Com uma desculpa esfarrapada os EUA invadiram o Afeganistão, há 20 anos, para roubar minérios fundamentais e por posições geoestratégicas importantes. Como fizeram com inúmeros países. Além de abundância mineral, o Afeganistão tem localização estratégica. Liga o Médio Oriente à Ásia Central e ao sudeste asiático e faz fronteira com o Paquistão, Irã, China e outros países menores. Para atingir seus objetivos no país o Império norte-americano implantou um governo capacho, que foi derrotado pelo Talibã, apesar de todos os gastos realizados pelo invasor.

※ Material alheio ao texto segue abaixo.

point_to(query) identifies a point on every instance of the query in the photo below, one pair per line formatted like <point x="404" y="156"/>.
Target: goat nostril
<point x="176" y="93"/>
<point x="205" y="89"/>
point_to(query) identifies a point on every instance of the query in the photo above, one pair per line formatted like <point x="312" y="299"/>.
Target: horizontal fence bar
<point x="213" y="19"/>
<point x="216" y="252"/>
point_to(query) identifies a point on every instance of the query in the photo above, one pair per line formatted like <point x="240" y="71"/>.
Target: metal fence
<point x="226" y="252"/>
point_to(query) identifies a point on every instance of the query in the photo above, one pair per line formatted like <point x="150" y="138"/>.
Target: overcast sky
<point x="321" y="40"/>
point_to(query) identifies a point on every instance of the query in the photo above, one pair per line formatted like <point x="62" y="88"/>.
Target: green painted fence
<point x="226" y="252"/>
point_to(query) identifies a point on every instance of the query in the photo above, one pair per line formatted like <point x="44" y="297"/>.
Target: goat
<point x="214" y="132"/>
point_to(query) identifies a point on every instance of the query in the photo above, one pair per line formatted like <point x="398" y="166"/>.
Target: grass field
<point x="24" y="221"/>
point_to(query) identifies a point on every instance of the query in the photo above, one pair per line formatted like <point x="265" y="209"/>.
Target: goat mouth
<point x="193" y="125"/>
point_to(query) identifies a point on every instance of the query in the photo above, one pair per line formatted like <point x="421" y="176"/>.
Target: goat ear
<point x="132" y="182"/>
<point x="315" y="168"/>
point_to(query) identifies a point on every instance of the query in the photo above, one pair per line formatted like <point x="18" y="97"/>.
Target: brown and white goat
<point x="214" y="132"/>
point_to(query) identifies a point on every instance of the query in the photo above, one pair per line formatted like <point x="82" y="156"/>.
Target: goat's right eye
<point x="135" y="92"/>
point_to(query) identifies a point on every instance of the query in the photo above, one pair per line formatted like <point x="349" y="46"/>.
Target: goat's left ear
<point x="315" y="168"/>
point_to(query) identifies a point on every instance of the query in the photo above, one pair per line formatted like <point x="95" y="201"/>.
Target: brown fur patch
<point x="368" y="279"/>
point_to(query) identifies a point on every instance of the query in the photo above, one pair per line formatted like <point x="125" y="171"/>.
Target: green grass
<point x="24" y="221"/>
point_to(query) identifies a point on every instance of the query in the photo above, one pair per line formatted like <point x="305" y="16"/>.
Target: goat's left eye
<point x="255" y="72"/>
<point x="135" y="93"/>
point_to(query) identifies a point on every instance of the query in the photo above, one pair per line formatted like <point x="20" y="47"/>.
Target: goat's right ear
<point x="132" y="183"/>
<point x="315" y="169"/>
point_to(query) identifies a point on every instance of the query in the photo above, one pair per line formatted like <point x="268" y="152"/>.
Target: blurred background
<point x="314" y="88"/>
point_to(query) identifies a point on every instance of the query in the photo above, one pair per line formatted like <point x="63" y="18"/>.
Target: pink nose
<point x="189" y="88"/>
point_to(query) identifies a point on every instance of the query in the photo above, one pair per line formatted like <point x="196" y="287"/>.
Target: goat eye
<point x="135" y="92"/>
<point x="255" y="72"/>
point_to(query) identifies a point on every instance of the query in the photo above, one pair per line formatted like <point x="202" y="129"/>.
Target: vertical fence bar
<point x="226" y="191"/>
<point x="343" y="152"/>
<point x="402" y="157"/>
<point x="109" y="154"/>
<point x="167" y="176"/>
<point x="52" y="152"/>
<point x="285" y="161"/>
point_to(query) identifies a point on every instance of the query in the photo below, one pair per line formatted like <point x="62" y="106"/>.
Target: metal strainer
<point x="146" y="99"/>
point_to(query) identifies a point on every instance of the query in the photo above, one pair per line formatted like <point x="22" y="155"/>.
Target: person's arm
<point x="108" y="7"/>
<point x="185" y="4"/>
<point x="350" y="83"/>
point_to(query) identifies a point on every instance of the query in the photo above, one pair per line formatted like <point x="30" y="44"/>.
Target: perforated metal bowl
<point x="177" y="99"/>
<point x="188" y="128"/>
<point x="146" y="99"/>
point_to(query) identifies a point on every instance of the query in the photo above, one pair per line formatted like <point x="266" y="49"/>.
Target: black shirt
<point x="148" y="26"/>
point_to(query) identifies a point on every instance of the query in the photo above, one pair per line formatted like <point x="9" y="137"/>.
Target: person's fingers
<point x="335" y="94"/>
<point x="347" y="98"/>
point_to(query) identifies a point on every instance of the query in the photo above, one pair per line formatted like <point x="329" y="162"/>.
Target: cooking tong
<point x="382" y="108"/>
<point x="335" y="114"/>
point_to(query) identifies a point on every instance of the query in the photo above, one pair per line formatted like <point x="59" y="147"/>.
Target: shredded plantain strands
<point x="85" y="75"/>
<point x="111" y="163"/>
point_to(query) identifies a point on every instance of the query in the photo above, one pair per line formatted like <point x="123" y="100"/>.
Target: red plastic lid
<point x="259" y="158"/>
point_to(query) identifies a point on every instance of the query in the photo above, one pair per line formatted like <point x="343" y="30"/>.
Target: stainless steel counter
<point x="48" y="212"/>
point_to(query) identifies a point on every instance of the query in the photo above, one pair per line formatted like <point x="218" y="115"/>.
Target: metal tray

O Afeganistão é considerado, de forma impressionante, o “Cemitério dos Impérios”. O poderoso Império Britânico o invadiu pela primeira vez no século 19. Pressionado pelas circunstâncias teve, em 1919, que abandonar o Afeganistão e ceder a independência ao país. Em 1979 foi a União Soviética, que invadiu o Afeganistão também com objetivos geopolíticos e econômicos. Dez anos depois, percebendo que não venceria a guerra, e já numa grande crise econômica e política, saiu do país. Agora, o mais bem equipado exército do mundo foi colocado para correr por combatentes subnutridos, mas com determinação e tenacidade, brotadas diretamente das suas almas guerreiras.
Como se consegue derrotar 300 mil soldados, que usavam tecnologia de guerra muito superior, financiados por uma fábula de recursos do imperialismo mundial? E que ainda conta com mais alguns milhares de soldados norte-americanos, e mais dezenas de milhares de soldados italianos, também portando armamento de último tipo? O aparente enigma tem uma explicação muito simples: o Talibã conta com o apoio da maioria do povo Afegão. Dada a diferença extraordinária de recursos entre os dois lados, só uma mobilização popular gigantesca explica a derrota do Império.
Não há como negar a importância da queda dos EUA no Afeganistão, que foi comparada, inclusive, à acachapante derrota no Vietnã do Sul. Tal importância foi plenamente reconhecida por todas as forças políticas dos EUA. Uma congressista republicana, Elise Stefanik, por exemplo, tuitou: “Este é o Saigon de Joe Biden”. E acrescentou: “Um fracasso desastroso no cenário internacional que nunca será esquecido.”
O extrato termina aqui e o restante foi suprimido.